Qui dobbiamo anche fare un inciso scandaloso: dobbiamo anche rendere giustizia a un poeta – che abbiamo già incontrato – il quale, nel la prima metà del 1700 ha dato lustro alla letteratura priapea. Questo poeta si chiama Giorgio Baffo, un nome facile da ricordare, al quale sulla rete sono dedicati molti siti che riportano la sua opera, che s’intitola Raccolta universale delle opere di Giorgio Baffo veneto, e fu pubblicata postuma, nel 1789. Andate alla ricerca, ma attenzione perché una parte di questi siti hanno il vezzo di giocare con la pornografia: evitateli (non per ragioni di moralismo) perché sono stupidi e probabilmente avrebbero infastidito Giorgio Baffo, considerato uno dei maggiori lirici del ‘700 . E, quindi, lo scandalo, anche in questo caso, se mai, sta nell’aver sempre tenuto fuori dalla Scuola anche questo scrittore. Giorgio Baffo è un "moderno Marziale", nato a Venezia nel 1694 e morto lì nel 1768.
Di lui abbiamo pochissime notizie biografiche: di famiglia patrizia, fu senatore della Serenissima repubblica, e fece parte della suprema corte di giustizia veneziana. Le cronache lo ricordano come una persona dal carattere gentile, riservato, pudico, compare nelle Memorie di Giacomo Casanova, che lo nomina come illustre, compìto, saggio, dotto protettore della sua famiglia, quando Casanova era un bambino. Licenzioso quanto si voglia, Giorgio Baffo, è dei maggiori poeti del ‘700, prima di tutto per la musicalità della sua lingua, la lingua veneta, la lingua di Carlo Goldoni. Non c’è, nei versi di Baffo, solo malizia e libertinaggio, c’è soprattutto una riflessione ironica, amara, esistenziale: secondo la tradizione della letteratura priapea.
Venezia ai primi del ‘700 è una città scandalosa e Giorgio Baffo ce ne fornisce un ampio e accurato spaccato, come Marco Valerio Marziale ci fornisce un ampio e accurato spaccato della Roma del primo secolo!
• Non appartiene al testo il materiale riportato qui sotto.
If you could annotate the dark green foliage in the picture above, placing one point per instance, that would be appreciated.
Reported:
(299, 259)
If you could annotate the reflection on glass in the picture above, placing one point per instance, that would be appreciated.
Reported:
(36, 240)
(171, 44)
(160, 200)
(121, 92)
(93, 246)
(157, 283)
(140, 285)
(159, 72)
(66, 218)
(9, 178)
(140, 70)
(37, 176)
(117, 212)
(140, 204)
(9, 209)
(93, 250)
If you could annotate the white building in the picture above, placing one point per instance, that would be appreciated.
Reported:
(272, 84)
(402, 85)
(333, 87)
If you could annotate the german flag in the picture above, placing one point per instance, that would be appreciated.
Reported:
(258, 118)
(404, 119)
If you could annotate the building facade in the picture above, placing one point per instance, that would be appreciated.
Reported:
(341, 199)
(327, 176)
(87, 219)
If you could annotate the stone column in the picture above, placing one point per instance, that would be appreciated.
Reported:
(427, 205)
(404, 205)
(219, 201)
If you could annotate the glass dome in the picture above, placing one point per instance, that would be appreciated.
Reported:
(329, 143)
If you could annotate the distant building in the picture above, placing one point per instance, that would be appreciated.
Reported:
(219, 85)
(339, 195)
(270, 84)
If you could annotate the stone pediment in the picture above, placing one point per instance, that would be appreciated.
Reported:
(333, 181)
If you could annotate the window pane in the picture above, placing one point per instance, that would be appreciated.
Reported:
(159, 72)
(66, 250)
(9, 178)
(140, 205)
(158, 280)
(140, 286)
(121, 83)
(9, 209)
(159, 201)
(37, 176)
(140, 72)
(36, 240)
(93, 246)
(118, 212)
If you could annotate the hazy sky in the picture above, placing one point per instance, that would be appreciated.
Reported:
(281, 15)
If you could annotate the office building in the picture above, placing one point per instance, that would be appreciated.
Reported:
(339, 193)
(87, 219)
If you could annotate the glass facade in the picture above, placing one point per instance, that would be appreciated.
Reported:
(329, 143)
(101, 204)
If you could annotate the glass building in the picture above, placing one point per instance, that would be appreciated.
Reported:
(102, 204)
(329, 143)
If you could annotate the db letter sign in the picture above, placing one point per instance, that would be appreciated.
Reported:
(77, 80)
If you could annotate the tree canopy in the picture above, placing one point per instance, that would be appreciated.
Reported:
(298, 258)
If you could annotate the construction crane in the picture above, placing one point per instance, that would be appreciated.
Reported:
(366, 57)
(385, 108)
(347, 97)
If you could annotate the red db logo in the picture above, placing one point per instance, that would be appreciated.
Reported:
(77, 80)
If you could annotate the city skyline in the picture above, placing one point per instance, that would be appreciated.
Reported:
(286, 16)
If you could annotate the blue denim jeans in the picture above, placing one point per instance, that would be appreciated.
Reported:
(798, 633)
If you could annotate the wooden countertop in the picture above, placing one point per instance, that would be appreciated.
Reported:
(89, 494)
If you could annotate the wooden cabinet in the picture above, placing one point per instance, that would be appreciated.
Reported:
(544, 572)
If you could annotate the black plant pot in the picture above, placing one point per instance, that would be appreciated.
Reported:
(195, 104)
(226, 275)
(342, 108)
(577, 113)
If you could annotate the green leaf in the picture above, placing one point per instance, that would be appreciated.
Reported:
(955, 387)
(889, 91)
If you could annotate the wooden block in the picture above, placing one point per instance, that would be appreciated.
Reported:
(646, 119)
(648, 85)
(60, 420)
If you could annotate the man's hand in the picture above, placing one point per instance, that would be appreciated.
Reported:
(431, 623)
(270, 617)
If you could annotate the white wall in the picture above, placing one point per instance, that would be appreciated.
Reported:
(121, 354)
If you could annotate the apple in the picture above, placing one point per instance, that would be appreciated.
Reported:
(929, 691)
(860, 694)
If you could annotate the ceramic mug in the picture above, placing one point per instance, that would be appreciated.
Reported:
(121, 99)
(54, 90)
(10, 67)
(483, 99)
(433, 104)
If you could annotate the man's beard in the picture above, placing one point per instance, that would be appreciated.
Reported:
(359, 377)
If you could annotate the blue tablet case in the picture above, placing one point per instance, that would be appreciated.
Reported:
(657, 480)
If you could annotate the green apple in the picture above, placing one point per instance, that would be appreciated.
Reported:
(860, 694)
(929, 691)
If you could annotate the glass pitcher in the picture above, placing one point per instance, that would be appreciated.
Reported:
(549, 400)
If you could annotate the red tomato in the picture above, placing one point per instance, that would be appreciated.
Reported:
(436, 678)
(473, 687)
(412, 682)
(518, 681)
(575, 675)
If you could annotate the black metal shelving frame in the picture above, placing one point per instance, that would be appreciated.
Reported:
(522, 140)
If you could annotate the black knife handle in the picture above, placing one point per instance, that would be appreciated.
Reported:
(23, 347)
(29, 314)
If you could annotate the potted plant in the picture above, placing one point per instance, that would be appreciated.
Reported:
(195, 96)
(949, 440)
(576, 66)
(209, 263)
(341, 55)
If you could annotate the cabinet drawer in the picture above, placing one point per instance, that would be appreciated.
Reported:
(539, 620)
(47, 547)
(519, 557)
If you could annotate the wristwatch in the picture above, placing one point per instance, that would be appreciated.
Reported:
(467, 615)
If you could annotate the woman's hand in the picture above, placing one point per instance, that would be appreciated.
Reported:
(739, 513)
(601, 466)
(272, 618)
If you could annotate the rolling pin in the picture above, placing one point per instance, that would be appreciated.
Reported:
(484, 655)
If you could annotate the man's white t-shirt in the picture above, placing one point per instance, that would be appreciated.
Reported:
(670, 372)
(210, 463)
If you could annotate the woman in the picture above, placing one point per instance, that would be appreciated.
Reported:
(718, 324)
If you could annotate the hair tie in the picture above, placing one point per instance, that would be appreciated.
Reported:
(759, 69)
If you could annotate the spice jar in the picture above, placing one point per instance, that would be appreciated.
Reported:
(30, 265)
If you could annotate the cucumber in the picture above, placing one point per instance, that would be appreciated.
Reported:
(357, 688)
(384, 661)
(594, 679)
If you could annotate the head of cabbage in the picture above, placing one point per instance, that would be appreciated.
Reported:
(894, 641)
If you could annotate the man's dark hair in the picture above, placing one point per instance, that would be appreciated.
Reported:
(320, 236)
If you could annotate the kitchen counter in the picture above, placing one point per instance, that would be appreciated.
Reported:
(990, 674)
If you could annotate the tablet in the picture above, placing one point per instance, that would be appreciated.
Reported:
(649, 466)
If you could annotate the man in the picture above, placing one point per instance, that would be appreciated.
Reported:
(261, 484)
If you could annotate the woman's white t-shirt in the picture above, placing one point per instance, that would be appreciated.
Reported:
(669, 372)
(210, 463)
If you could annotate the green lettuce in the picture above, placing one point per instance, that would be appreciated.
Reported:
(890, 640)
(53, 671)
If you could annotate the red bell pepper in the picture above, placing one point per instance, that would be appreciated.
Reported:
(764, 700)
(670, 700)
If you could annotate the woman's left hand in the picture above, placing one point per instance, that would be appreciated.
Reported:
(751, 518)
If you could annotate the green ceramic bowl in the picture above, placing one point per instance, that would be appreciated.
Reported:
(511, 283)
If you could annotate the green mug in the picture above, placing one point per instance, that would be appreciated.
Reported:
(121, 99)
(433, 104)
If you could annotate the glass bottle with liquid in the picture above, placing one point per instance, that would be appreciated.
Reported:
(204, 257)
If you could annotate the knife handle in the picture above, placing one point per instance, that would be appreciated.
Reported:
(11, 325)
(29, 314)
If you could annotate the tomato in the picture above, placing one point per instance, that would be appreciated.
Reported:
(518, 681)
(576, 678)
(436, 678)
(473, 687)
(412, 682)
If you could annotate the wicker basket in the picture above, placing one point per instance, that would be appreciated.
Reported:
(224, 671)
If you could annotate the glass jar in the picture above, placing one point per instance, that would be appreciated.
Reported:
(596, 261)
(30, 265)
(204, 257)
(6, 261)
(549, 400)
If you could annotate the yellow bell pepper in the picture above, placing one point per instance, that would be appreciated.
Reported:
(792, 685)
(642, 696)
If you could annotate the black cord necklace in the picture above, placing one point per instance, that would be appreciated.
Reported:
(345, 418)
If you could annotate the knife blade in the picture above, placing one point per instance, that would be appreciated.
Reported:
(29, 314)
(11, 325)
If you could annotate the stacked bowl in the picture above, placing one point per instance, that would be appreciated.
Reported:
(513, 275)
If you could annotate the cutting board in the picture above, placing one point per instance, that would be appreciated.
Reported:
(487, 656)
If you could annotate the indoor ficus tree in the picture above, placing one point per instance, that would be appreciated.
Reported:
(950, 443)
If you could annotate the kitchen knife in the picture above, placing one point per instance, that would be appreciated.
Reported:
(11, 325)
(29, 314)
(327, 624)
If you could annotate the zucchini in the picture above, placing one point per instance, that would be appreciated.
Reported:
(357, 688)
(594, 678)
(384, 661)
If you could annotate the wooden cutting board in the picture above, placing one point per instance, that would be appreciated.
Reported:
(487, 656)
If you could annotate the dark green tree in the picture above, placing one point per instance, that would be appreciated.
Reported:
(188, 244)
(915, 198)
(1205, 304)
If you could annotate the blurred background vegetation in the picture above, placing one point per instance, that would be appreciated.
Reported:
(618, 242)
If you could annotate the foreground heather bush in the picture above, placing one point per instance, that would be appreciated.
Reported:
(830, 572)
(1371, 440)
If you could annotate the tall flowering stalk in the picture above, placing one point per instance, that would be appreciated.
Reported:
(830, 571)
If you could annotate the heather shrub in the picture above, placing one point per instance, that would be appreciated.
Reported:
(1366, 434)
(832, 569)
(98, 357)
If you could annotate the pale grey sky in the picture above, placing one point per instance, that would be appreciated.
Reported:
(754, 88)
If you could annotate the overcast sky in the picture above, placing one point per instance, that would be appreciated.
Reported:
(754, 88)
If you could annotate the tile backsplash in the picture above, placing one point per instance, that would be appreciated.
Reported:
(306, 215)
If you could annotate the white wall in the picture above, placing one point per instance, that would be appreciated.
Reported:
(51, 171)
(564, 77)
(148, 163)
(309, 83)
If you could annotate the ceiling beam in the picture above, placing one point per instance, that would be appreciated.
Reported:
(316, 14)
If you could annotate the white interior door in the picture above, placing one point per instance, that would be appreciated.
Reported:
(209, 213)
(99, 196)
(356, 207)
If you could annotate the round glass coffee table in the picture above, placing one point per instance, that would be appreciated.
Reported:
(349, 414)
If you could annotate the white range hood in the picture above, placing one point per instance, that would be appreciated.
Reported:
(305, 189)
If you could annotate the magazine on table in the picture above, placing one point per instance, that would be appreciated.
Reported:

REPERTORIO E TRAMA ...per dieci minuti al giorno di lettura e scrittura:
Con l’atlante, con lo stradario, con la guida della Spagna o sulla rete, è utile compiere un viaggio virtuale nella cittadina di Calatayud che conserva una traccia dei resti romani dell’antica Bìlbilis, e poi conserva i monumenti della cultura araba dell’ VIII secolo (il castello, la torre), e poi conserva le chiese del medioevo cristiano: la chiesa più importante, Santa Maria la Mayor, che è l’antica moschea e che possiede un pregevole portale di scuola francese, qui le culture – araba, ispanica, francese - s’intrecciano dando significativi risultati artistici: buon viaggio …
Potete approfittare della guida della Spagna per visitare anche la città di Tarragona, il capitale ("tarraco" significa capitale) della regione del nord-est iberico ai tempi di Marziale, di cui parla nei suoi Epigrammi: la rocca Tarragona, le colline tarragone, i fiumi tarragoni, la notte tarragona…
Tarragona è una bellissima città sulla costa mediterranea che presenta tre livelli architettonici esemplari ben visibili: la città romana (il grande anfiteatro in faccia al mare), la città visigota (la basilica romanica visigota costruita nel V secolo dentro l’anfiteatro romano) e la città medioevale (la cattedrale iniziata nel 1171, con uno stupendo chiostro)…
Andate a leggere questo significativo impianto architettonico e culturale: buon viaggio…
Ma torniamo a Marziale. Gli Epigrammi più belli di Marziale – veri e propri pezzi di bravura descrittiva, permeati di malinconia e di nostalgia – sono certamente quelli in cui Marziale descrive il paesaggio, soprattutto rievocando la sua terra d’origine, la Spagna Tarragonense. Marziale è nato a Bìlbilis, che corrisponde all’odierna cittadina di Calatayud, nella regione dell’Aragona. Il poeta Marziale può farci da guida con la descrizione che fa del territorio tarragonese, che circonda la sua città: così si chiamava questo pezzo di penisola iberica quando (più di 2000 anni fa, dal 197 a.c.) era una provincia romana, oggi, questo territorio, fa parte della regione dell’Aragona. Cogliamo anche l’occasione per fare un breve viaggio virtuale.
LEGERE MULTUM…
Giorgio Baffo, Dedica (1789)
Mi dedico ste mie composizion
Ai omeni, e alle donne morbinose (in vena di follie),
a quelli veramente, che le cosse
le varda per el verso, che xe bon.
Sotto le metto alla so protezion,
come persone tutte spiritose,
perché da certe teste scrupolose,
i le difenda co la so rason.
Che i diga che qua drento no ghe xe
Né critiche, né offese alle persone,
che mal de Dio no se parla, né dei Re,
ma sol de cosse allegre, belle, e bone,
cosse deliciosissime, cioè
de bocche, tette, culi, cazzi, e mone.
Ma sospendiamo, per il momento, questo discorso di "poetica geografica", perché lo riprenderemo dopo. Ora ci dobbiamo domandare: come siamo arrivati a incontrare Marco Valerio Marziale? Ci siamo arrivati attraverso i suggerimenti del nostro accompagnatore: Vivant Denon ci sta accompagnando anche in questo itinerario, ancora caratterizzato dalla parola "fascino", e dalle idee che questa significativa parola contiene.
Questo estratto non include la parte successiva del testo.